Hi, my name is Joe Putnam. I live in Lubbock, TX, and contribute posts here on Holding to Truth from time to time. Please leave a comment to let us know what you enjoyed from this post. Thanks!

7 Replies

  1. Good reminder. Encouraging, Joe. It’s almost coincidental that I was struck by this verse yesterday in my Bible reading:

    “It is sought in stewards that one be found faithful.”

    and then later

    “So then do not judge anything before the time, until the Lord comes, who will bot bring to light the hidden things of darknes and make manifest the counsels of the hearts, and then there will b e praise to each from God.”

    Those are both out of 1 Corinthians 4 (v.2, 5).

    1. Joe Putnam

      Hi Clark, thank you for sharing these additional verses. It’s so easy to get caught up in wanting to do something powerful or miraculous, but the Lord’s desire is that we would be faithful in small things. If every member did this, we could do so much more than with one or two powerful members functioning for everyone. This is something I’m still learning to do, but I want to be one who is faithful to serve the Lord in a normal and consistent way.

  2. This post really hits home, Joe. As Christians, it’s easy to find ourselves seeking outward gifts and power while neglecting Christ as life. This reminds me of the contrast between the books of Judges (power) and Ruth (life) in the Old Testament. In Judges, you see power: the judges did miraculous, outwardly spectacular things as the Spirit of Jehovah came upon this. However, in Ruth you do not see anything outwardly spectacular, but you see God working in the way of life in order to eventually bring forth Christ through Ruth, one of the ancestors of Christ.

    Along these lines, take a look at this quote from the Life-Study of Ruth, Message 8: “It is crucial for us to see that only life can bring Christ forth. Only life can keep the lineage, maintaining the thin line to bring God into humanity, to produce Christ and to minister Christ and to supply the entire human race with Christ. This was done not by the judges but by Ruth and Boaz, who took the way of life… I would rather have no increase and keep the genuineness in life. I would rather be without any power, without any result from the work, and remain in the line that brings forth Christ out of eternity into time, that brings forth Christ with His divinity into humanity.”

    I echo the aspiration in this excerpt. May God make us faithful in caring for life more than power, and may all our Christian activity have its source in the divine life in order that we may minister and bring forth Christ.

    1. Joe Putnam

      Wow, John-Paul, thank you for the quote and the comparison between the book of Judges and Ruth. I also want to be one who serves according to the line of life and ministers Christ to others.
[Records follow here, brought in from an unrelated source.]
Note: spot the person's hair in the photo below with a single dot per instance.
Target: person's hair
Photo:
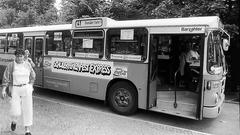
(19, 52)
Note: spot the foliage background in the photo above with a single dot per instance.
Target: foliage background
(19, 13)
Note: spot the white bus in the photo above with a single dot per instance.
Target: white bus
(132, 64)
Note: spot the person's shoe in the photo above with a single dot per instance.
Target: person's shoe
(13, 126)
(28, 133)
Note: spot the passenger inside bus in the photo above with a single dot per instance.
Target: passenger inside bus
(188, 66)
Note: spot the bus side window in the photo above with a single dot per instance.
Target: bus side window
(2, 43)
(88, 44)
(58, 43)
(127, 44)
(14, 41)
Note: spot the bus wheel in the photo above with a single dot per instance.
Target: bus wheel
(122, 98)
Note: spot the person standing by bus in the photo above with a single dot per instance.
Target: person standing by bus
(28, 59)
(19, 76)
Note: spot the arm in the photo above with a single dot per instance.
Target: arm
(32, 76)
(6, 79)
(31, 62)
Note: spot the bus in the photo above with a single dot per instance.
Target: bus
(130, 64)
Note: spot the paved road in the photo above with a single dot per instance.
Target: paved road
(58, 114)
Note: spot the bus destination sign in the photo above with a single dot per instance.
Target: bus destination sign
(88, 23)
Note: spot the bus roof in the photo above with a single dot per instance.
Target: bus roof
(37, 28)
(210, 21)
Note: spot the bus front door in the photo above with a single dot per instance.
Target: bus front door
(152, 74)
(35, 47)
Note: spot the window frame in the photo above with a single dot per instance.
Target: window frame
(66, 49)
(88, 55)
(141, 41)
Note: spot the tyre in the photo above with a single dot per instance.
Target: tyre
(123, 98)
  3. Thanks for the reminder. Matthew 24:45 says, “Who then is the faithful and prudent slave, whom the master has set over his household to give them food at the proper time?” Here the Lord ties “faithful” to giving food – a daily task, not a huge, infrequent task.

    1. Joe Putnam

      Thanks, Don. May the Lord gain us as stewards who are faithful to give food at the proper time.

  4. Jordan A. Secligen

    If we are faithful to the Lord He may grant us the burden to speak the gospel to all kinds of people for their salvation.May the Lord grant us wisdom to carry out His will on earth.